The great thing about being a somewhat butch woman is that society doesn’t really give you a hard time. I can wear jeans, fix my car, lift heavy objects and swear in public and while it’s not always the most acceptable behavior, it generally won’t get me beat up. Crossdressers have a harder time of it. Not only do many people not even really understand what crossdressing is or what crossdressers do, but the community itself is fractured on many of these questions. This book is written by the wife of a crossdresser discussing not only the CD community, but also the community of partners of crossdressers.

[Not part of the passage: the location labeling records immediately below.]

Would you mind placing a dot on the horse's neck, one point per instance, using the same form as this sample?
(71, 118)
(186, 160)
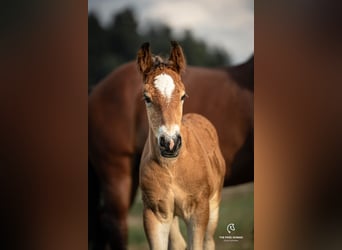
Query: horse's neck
(152, 144)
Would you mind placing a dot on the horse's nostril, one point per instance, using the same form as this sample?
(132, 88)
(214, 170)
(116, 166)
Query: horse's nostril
(178, 141)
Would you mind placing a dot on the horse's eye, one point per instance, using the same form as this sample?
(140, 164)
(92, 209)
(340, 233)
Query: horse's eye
(183, 97)
(147, 99)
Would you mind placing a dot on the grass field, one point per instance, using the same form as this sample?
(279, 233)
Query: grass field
(237, 207)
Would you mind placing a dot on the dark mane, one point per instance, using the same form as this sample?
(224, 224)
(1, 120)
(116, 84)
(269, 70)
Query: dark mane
(160, 62)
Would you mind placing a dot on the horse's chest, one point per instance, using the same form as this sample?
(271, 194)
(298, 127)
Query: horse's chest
(186, 201)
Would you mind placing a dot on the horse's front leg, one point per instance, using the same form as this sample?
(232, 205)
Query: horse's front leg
(197, 225)
(157, 228)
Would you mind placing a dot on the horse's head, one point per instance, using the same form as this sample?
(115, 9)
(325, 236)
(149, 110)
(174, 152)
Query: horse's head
(164, 94)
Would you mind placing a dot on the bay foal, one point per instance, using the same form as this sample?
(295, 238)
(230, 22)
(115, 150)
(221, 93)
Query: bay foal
(182, 169)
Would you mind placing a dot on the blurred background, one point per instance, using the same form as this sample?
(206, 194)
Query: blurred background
(212, 34)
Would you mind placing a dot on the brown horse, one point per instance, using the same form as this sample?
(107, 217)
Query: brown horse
(118, 129)
(182, 168)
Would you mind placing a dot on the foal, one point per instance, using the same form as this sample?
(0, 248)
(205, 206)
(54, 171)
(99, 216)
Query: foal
(182, 169)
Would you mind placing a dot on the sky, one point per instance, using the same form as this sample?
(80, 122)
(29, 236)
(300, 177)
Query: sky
(228, 24)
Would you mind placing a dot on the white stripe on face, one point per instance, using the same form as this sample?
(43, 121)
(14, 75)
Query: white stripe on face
(164, 83)
(171, 132)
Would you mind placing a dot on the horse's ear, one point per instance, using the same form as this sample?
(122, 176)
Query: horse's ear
(144, 59)
(177, 57)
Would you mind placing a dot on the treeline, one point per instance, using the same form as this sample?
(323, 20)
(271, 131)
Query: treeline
(119, 42)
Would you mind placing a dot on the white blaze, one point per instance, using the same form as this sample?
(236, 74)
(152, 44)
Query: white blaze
(164, 83)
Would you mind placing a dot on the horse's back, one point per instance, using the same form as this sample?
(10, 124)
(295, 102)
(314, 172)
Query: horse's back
(205, 137)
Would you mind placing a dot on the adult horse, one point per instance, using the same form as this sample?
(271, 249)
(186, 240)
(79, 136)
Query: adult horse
(118, 129)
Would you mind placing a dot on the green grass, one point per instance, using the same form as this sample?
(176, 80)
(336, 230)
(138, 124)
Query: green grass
(237, 207)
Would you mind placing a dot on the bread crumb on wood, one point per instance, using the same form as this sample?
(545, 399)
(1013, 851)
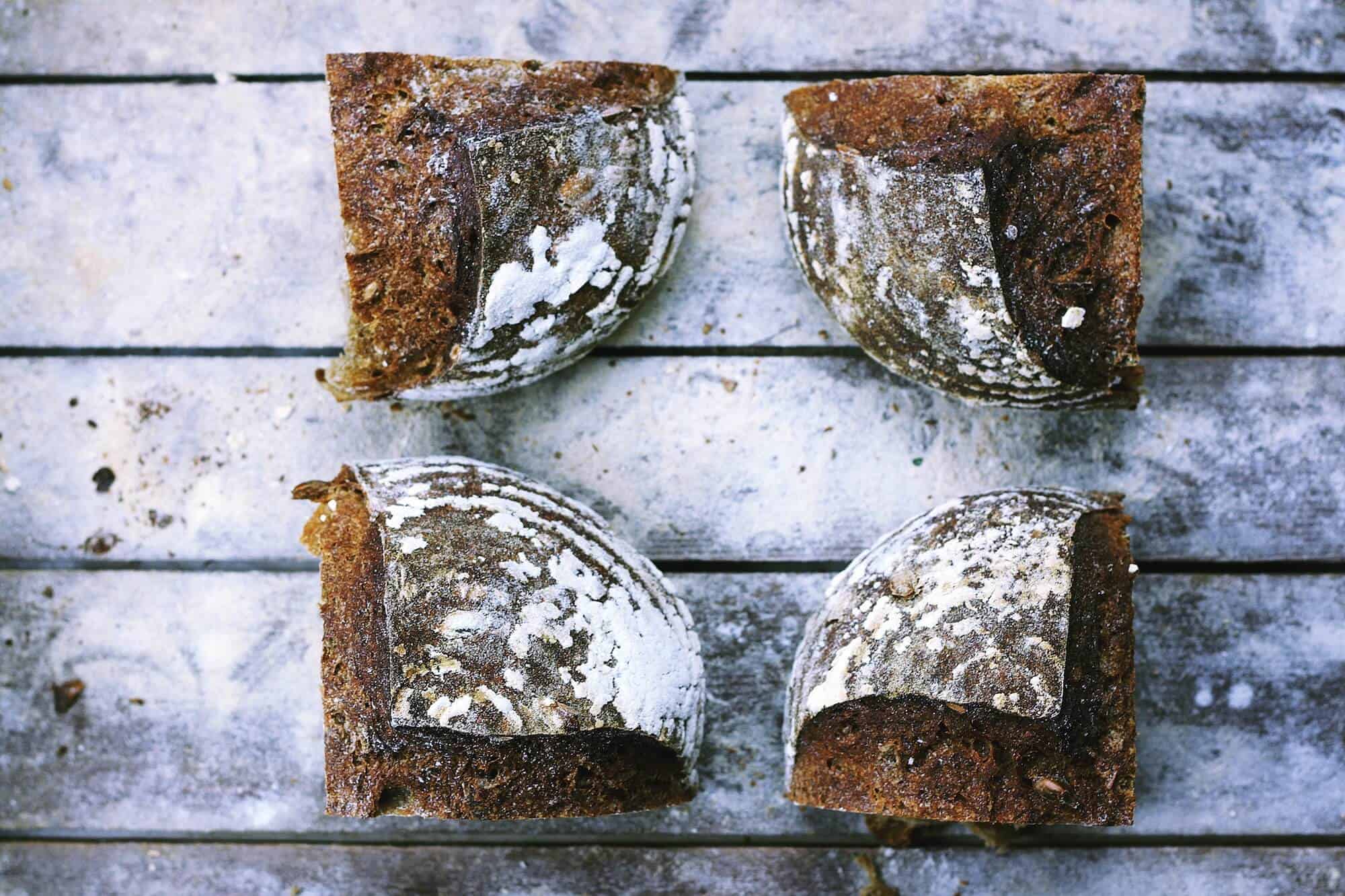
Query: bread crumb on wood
(67, 694)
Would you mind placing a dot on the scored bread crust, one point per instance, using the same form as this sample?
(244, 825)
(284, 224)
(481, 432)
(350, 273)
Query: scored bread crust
(977, 235)
(501, 217)
(974, 665)
(482, 628)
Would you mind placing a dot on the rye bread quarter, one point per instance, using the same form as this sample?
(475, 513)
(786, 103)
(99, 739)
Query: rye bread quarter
(493, 650)
(501, 217)
(974, 665)
(977, 235)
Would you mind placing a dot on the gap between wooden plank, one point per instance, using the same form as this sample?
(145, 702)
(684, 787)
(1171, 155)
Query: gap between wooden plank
(821, 75)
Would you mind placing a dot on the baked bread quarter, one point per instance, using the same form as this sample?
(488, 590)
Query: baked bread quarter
(501, 217)
(492, 650)
(977, 235)
(974, 665)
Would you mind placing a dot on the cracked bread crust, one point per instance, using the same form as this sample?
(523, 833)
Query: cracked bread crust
(501, 217)
(939, 760)
(978, 235)
(377, 767)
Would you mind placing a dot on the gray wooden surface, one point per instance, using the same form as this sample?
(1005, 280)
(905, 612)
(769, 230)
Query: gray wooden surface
(1243, 247)
(314, 869)
(171, 271)
(174, 37)
(743, 459)
(228, 736)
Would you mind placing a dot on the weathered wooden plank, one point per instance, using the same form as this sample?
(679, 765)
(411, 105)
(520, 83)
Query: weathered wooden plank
(212, 220)
(1235, 677)
(122, 37)
(313, 869)
(691, 458)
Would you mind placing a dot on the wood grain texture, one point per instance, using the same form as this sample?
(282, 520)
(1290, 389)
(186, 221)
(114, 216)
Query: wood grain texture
(689, 458)
(176, 37)
(1234, 674)
(212, 220)
(314, 870)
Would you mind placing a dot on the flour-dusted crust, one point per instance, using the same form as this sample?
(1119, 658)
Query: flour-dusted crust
(968, 604)
(978, 235)
(513, 610)
(501, 217)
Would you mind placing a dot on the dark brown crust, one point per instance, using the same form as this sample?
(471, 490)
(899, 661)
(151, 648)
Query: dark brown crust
(414, 237)
(925, 759)
(375, 768)
(1062, 158)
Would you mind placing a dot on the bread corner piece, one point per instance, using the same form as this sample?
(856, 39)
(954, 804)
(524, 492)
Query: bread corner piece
(492, 650)
(977, 235)
(501, 217)
(976, 665)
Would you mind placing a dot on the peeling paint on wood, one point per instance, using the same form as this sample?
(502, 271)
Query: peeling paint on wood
(735, 36)
(1233, 677)
(806, 459)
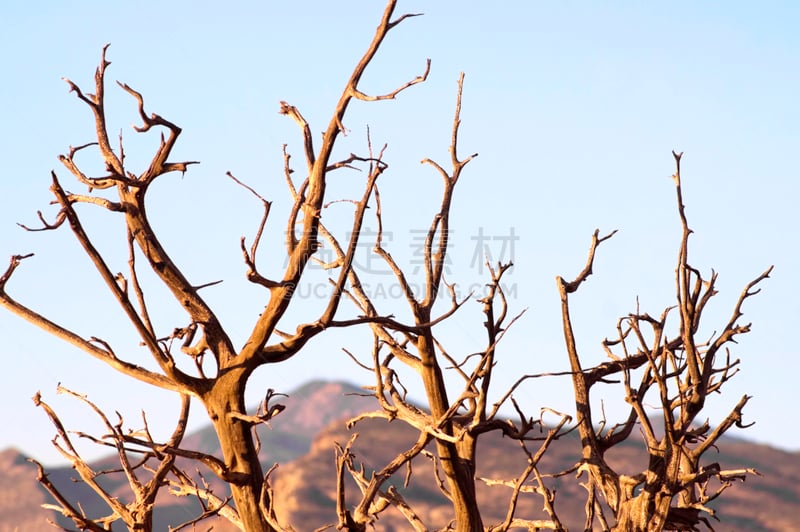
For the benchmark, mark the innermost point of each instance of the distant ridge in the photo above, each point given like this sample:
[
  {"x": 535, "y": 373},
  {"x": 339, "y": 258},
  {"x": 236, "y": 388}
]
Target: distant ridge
[{"x": 301, "y": 440}]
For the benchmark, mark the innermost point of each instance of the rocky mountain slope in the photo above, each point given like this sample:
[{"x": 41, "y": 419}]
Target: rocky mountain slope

Boyd [a pseudonym, maybe so she could go next to Jennfier Boylan on the shelves?] not trying to make friends here, she’s trying to tell it like it is. While she’s not hostile to her husband’s crossdressing, it’s also not the easiest thing in the world for her. She has interacted with other support groups for partners of straight crossdressers and has had difficulty finding simpatico with other CD’s wives. She discusses many of the problems couples can have when one of them is a crossdresser [odd sex lives, telling the family, deciding “who is the woman” in many situations] and maintains that there is no “normal” crossdressing scenario, that they are all different. One of the more interesting observations she has, about her husband and the CD community in general, is how she feels that crossdressers [similar to drag queens] often do not want to be women, they want to embody some sort of Platonic womanness they see in society. Instead of doing this --as the author wryly suggests -- by taking a pay cut and helping her clean the kitchen -- they prefer to act out stereotypical gender roles [hair, makeup, shoes, femininity] which can be aggravating to a real female who has to take the whole package and parcel every day.
Boyd clearly loves her husband and loves the CD community. Even so, many of her words have an edge to them. She has been frustrated trying to express her opinions that go against the normative CD ideals that are represented by national support groups like Tri-Ess who believe that all, or mostly all, crossdressers are straight. If this is true, counters Boyd, then what is with the prevalence of “forced feminization” porn among CDs, and why does my stright monogamous husband flirt with me? This book will ask as many questions as it answers, but it’s a rollicking good read and worthwhile for anyone even remotely interested in gender issues.